It's been said that yoga is a practice. Yet I get frustrated the first time when I can't be at the advanced level.
When I start a new job, I want to already be the subject expert. Not because I think I know everything. I don't even expect that I'll know it all.. I just want to know the big picture and how things fit together, and the scope of what I don't know. ...so, I pretty much want to know it all. ;)
When I make mistakes, I've been very hard on myself in the past. I've been brutal sometimes. But I'm getting better. I expect a lot from myself.
And that expectation makes it easier to quit if I don't live up to my expectations. Rather than suffer through the humiliation of not living up to my potential, I have chosen to avoid it altogether.
That's how I avoided consistent strength training for over 4 years, even after I knew better. Even after I thought I WANTED to do it. Even after I said I would, time and again. It was hard, confusing.. I made it harder by believing I didn't know what to do. I had small efforts, even some success - did 200 squats on one program, worked up to 100 wall-push-ups. But it wasn't rewarding fast enough, I held back, not wanting to hurt myself.
But in my CrossFit class, twice weekly, I fail again and again. I hold a plank until my arm will not hold me up any more. I do more burpees than I possibly can, even when it feels like I'm crawling at the end and not doing them very well, my face hot and lobster-red with stray hair plastered to it. I focus on my counting instead of how I might look even though I weigh more than anyone else in the class, because the bigger guys quit a few months ago.
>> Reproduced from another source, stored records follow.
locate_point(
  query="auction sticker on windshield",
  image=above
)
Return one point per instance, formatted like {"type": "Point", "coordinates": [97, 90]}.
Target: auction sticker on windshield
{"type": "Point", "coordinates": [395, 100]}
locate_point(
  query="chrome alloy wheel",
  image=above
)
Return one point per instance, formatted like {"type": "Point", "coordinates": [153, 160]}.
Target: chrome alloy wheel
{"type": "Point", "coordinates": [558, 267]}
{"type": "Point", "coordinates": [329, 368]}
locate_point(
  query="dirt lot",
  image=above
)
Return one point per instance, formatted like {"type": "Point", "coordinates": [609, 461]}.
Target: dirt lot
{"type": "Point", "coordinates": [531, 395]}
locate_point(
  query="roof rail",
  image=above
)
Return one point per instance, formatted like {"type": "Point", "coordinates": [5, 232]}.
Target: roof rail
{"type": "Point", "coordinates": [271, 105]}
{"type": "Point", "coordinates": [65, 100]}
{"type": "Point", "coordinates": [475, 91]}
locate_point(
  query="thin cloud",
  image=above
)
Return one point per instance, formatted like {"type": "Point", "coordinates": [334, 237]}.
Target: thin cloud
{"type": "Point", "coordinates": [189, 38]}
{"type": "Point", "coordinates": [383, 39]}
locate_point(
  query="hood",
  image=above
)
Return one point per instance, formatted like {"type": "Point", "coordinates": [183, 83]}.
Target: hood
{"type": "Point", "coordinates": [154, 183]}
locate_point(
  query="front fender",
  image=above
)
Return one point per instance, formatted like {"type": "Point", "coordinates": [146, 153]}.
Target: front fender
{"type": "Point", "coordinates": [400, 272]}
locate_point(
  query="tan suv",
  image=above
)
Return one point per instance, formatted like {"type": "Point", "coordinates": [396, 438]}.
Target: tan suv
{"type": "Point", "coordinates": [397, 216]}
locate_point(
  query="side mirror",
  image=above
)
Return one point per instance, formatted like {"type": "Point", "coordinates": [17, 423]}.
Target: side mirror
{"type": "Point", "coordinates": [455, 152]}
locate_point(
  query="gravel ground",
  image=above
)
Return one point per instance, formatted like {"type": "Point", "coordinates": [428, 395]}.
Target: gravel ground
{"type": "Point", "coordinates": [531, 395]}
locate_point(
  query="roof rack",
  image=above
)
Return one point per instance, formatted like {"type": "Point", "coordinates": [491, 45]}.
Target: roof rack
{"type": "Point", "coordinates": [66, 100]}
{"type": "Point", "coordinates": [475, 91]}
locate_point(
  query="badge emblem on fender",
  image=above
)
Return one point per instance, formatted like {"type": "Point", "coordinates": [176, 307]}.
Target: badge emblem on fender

And my friend saved me from quitting with the simple phrase "Good job." Even if I was struggling, he'd yell out that encouragement from across the room. I RAILED against it. First with frustrated denial, outright rejection.
I thought about all of the ways I wasn't doing what *I* classified as a "good job". I'd want to get mad, but have to save my energy for my physical effort. Eventually, I couldn't afford to get mad. And I started nodding, or trying to acknowledge it aloud, even if I didn't have the breath (it sounded like "Ughf").
Then I noticed that he said it when I was struggling. It confused me until I realized that it also took me out of any negative thoughts I was building for not performing like a super athlete, and I'd try again.
I learned to be a little easier on myself. I learned to accept that I was doing a good job. And by slowing down my own expectations, I learned that I really was doing a good job.
In order for my class to be as effective as possible, it needs to be more challenging than I can handle. It will ALwAYs be that challenging, not because I'm terrible or "suck", but increasing the difficulty to be slightly ahead of my ability builds my body to handle more and more, and become more efficient.
So I've redefined my "good job" to include good effort. Continuous effort, the kind that drives me toward my goals, is my objective, not being the super-performing athlete.
And yet, that is exactly what makes me able to do super-athlete things, the things I felt were impossible before. I thought I was strong before, but I keep getting stronger.
And more confident.
And self assured, knowing that even if I can't do this right this very second, I will one day. I will work up to it. There is nothing wrong with that. How perfect is that?